Running along your spine are two arteries called your vertebral arteries. These arteries go up to your back and through the atlas bone into the brain. They provide blood flow, oxygen, and other essentials that your brain needs to function properly.

If your atlas bone is misaligned, it can put pressure directly onto these arteries! The result of this can be headaches, fatigue, memory issues, sleep disorders, and mood swings, the same symptoms associated with fibromyalgia. This is getting interesting!

So now let’s look at Point #3: Typically begins after physical trauma.

This is probably the easiest of the three points. It’s common sense that a physical trauma can
leave temporary or lasting damage depending on the severity.

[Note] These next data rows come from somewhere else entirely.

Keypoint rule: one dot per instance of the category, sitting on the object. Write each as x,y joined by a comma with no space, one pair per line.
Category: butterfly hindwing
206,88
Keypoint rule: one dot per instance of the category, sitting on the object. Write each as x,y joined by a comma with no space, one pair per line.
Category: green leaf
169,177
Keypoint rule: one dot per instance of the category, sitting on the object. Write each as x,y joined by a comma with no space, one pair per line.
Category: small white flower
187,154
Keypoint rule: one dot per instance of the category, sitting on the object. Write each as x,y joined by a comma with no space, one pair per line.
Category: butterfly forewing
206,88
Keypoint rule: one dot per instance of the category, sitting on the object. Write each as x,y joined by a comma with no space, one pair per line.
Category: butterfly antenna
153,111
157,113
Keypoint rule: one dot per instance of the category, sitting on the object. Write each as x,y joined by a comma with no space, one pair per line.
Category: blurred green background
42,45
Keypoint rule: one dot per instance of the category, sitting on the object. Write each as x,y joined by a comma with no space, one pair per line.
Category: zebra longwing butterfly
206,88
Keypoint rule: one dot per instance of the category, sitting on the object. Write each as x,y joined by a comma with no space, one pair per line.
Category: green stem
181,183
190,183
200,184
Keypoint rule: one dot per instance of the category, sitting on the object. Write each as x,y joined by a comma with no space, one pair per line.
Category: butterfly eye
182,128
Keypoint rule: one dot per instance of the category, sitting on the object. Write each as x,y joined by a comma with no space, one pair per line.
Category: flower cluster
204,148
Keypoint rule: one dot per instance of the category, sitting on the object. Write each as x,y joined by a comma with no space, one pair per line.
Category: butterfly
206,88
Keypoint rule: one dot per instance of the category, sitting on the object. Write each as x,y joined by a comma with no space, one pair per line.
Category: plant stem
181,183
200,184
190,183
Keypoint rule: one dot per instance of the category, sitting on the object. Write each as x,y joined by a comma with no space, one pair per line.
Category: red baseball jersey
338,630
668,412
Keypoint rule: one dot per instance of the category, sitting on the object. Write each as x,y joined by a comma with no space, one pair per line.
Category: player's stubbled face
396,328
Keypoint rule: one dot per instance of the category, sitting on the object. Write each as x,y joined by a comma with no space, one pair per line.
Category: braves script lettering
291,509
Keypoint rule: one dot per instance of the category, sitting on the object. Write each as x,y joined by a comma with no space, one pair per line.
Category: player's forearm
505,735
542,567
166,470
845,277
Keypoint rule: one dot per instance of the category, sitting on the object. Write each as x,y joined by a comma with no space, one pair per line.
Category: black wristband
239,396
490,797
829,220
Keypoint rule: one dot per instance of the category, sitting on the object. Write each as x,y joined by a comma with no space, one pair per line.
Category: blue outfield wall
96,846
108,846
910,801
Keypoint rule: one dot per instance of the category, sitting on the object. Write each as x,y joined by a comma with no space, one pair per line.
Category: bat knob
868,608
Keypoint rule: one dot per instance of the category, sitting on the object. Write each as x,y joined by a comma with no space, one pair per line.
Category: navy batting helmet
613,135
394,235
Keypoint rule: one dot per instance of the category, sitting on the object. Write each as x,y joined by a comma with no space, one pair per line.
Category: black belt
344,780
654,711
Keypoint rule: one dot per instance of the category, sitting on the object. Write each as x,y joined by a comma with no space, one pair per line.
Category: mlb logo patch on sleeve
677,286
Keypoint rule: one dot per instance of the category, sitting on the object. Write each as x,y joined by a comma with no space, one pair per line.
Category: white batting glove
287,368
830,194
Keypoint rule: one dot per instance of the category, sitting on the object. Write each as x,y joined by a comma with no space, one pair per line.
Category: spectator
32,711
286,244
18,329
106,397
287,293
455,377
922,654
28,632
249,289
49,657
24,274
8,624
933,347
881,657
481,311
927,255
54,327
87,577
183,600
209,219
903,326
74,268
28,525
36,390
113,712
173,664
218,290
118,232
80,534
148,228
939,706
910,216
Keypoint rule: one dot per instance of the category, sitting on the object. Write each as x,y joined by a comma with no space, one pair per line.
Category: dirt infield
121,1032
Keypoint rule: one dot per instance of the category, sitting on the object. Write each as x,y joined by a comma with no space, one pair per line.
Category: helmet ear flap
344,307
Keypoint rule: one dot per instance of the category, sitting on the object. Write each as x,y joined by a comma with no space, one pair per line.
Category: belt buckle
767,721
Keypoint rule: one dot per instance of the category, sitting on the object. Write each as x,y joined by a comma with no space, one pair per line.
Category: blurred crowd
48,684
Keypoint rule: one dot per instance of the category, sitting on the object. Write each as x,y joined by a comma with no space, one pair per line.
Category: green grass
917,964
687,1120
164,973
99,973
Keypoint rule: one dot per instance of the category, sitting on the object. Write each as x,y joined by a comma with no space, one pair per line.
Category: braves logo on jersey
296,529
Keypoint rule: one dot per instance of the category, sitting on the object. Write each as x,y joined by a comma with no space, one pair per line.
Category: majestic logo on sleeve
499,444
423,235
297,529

What if the trauma is to the head or neck? Something like whiplash or a hard hit to the head can easily cause the suboccipital muscles to tighten and/or the atlas bone to become misaligned.

It makes perfect sense!

Trauma = suboccipital muscle tightness and/or misaligned atlas = miscommunication of the pain pathways = fibromyalgia.

This can be an oversimplification, or maybe the fact that it’s this simple is why it’s taken so long
to figure it out. We’ve spent so long looking elsewhere, we didn’t see what was right under our skulls!

How to treat fibromyalgia

There are currently three prescription medications that are available to treat the pain that fibromyalgia causes, but the pain only. The only other treatment plans that are generally practiced are regular massages, chiropractic adjustments, exercise, sleep, hydration, stretching.. Basically an entire lifestyle change to manage your symptoms.

This is not ideal for the 400 to 900 million people suffering from fibromyalgia worldwide. There is one treatment that seems to have a great success rate with fibromyalgia and is becoming more and more popular; and that is called AtlasPROfilax.

Atlasprofilax is a focused neuromuscular massage applied directly to the suboccipital muscles.

AtlasPROfilax releases the tension in these suboccipital muscles and restores them to their optimal state, removing the tension on the myodural bridge, and restoring the communication of accurate information to the brain.

A study performed in 2017 looked at the management of 63 patients with fibromyalgia with the Atlasprofilax method. 100% of the patients had a significant reduction of pain (a VAS rating of 8 dropping to 3 or 4) and 46% of patients had a reduction of widespread pain as well as reduction of fatigue, non-restorative sleep, and cognitive disorders typically associated with fibromyalgia. (Link to study here.)

AtlasPROfilax is simple, non-invasive, and takes only a few minutes to conduct. The effects are long-lasting (think years) and clearly effective.

It may not be the answer to every question out there regarding fibromyalgia, but it certainly seems to check a majority of the boxes and is one of the only treatments out there that is made specifically for the suboccipital muscles.

The fact is that AtlasPROfilax may so far be the best available option for people suffering from fibromyalgia. After 200 years of searching, we may finally have hope.